File versioning
Comic: Jorge Cham. "notFinal.doc"
Version control is a method used to track file or file set changes over time so that you can recall older versions at a later time.

  • Version control records changes (additions, deletions, replacements) of individual files, tracks updates, and allows branching of projects that may be later integrated into the parent project.
  • File versioning can be as simple as using file naming conventions like suffixes *_v1, *v2, *vn, or you could use a version control software (VCS).
  • Version control software allows multiple people on a team to work together on the same project at the same time. It manages changes to all types of text-based files, like scripts and web pages as well as some proprietary digital formats.

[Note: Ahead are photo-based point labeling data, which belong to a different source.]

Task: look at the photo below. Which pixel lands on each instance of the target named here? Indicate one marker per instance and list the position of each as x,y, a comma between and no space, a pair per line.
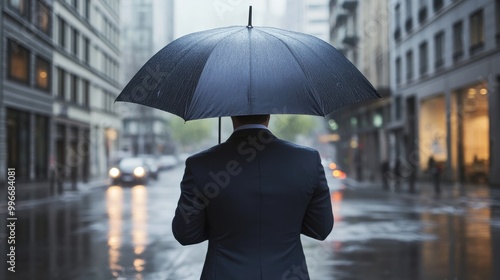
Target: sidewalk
453,192
35,193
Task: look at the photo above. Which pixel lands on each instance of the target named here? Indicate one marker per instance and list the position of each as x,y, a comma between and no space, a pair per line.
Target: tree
289,127
191,134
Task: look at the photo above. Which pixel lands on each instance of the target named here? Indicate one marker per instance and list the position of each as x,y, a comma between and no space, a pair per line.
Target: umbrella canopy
245,70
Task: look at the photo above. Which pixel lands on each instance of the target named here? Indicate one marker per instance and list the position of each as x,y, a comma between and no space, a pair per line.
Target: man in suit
251,198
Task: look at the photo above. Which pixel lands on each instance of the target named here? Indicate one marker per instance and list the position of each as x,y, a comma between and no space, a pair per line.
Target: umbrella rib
318,102
188,104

Advantages to Version Control Software

There are three advantages to version control software:

  1. Infinite undos: VCS allows users to revert to a previous version of a file or file set to restore or recover a previous state of a program application or website. This allows you to restore accidentally deleted or overwritten files in a project, or to restore file sets from a prior version save.
  2. Branching and experimentation: This is powerful as it allows you to test out new features in programming code or branch out on a different path without affecting your collaborator's work in the production code. Later, your branch can be merged in with the production, saved, or discarded as necessitated.
  3. Collaboration: Collaborators can work locally on the file while the VCS handles the tasks of merging changes and keeping the files and directory trees in sync. The VCS also promotes accountability, tracking who's made which changes and when, so any questions about the changes can be followed up with the appropriate person.
     

Software Tools

Below are a some version control software and and file sharing tools used at Harvard. It is important to note the following:

  1. Since Harvard does not necessarily host each of these products, at the close of a project, be sure to retain a copy of the file sets to be saved in the Harvard or sponsored research archive at the close of the project, they must provide Harvard with a copy of the files.
  2. If your files contain any proprietary or confidential information, you must store these in a Harvard Security Level 4 or 5 certified environment.
  • Git

    Git is a distributed version control tool that can manage a development project's source code history. Git is the most common and widely accepted version control software, which you can run locally on your computer. Learn more about Git.

  • GitHub

    GitHub is a web-based service for Git repositories (i.e., groups of tracked files). GitHub is commonly used for managing and sharing different versions of code for programming projects, but it can be used just as effectively for version control of other types of files, such as text documents. GitHub has a huge open-source community. Get started with GitHub.

  • GitLab

    GitLab is an open source software that provides a Git repository hosting service and collaborative revision control. GitLab has project management, issue tracking, and free private repository hosting. See more about GitLab.

  • Bitbucket

    Bitbucket is a web-based version control repository hosting service owned by Atlassian, for source code and development projects that use Git. Bitbucket tends to have mostly enterprise and business users. Learn more about Bitbucket.

  • Subversion

    Apache Subversion is a server-client software versioning and revision control system. Software developers use Subversion to maintain current and historical versions of files such as source code, web pages, and documentation. Get started with Apache Subversion.

File Sharing Platforms

  • Dropbox

    Dropbox is a file hosting service that offers cloud storage, file synchronization, personal cloud, and client software. Dropbox saves all of your lost files and restores older versions of files. Good for up to level 3 data, external/internal file sharing, co-authoring, and version control.

    Consumer Dropbox for SPH and Dropbox for Business for HMS.

  • OneDrive

    Microsoft 365 OneDrive is a personal file storage for individual workspace productivity and organizational file storage for management of departmental document libraries and files. Good for up to level 3 data, external/internal file sharing, co-authoring, and version control.

    See the HUIT Service Catalog for more on OneDrive and SharePoint.

  • Google Drive

    Google Drive is a file storage and synchronization service that allows users to store files on their servers, synchronize files across devices, and share files. Google keeps track of each revision to the file with built-in version tracking and the ability to get back to earlier file versions. Google Apps for Harvard are supported at some schools.

  • Open Science Framework

    Open Science Framework (OSF) provides free and open source project management support for researchers across the entire research lifecycle. As a flexible repository, it can store and archive research data, protocols, and materials. OSF has built-in version control and retains all copies of a file added to OSF, and further provides access to versions of files stored on third-party storage providers. Get started with Open Science Framework.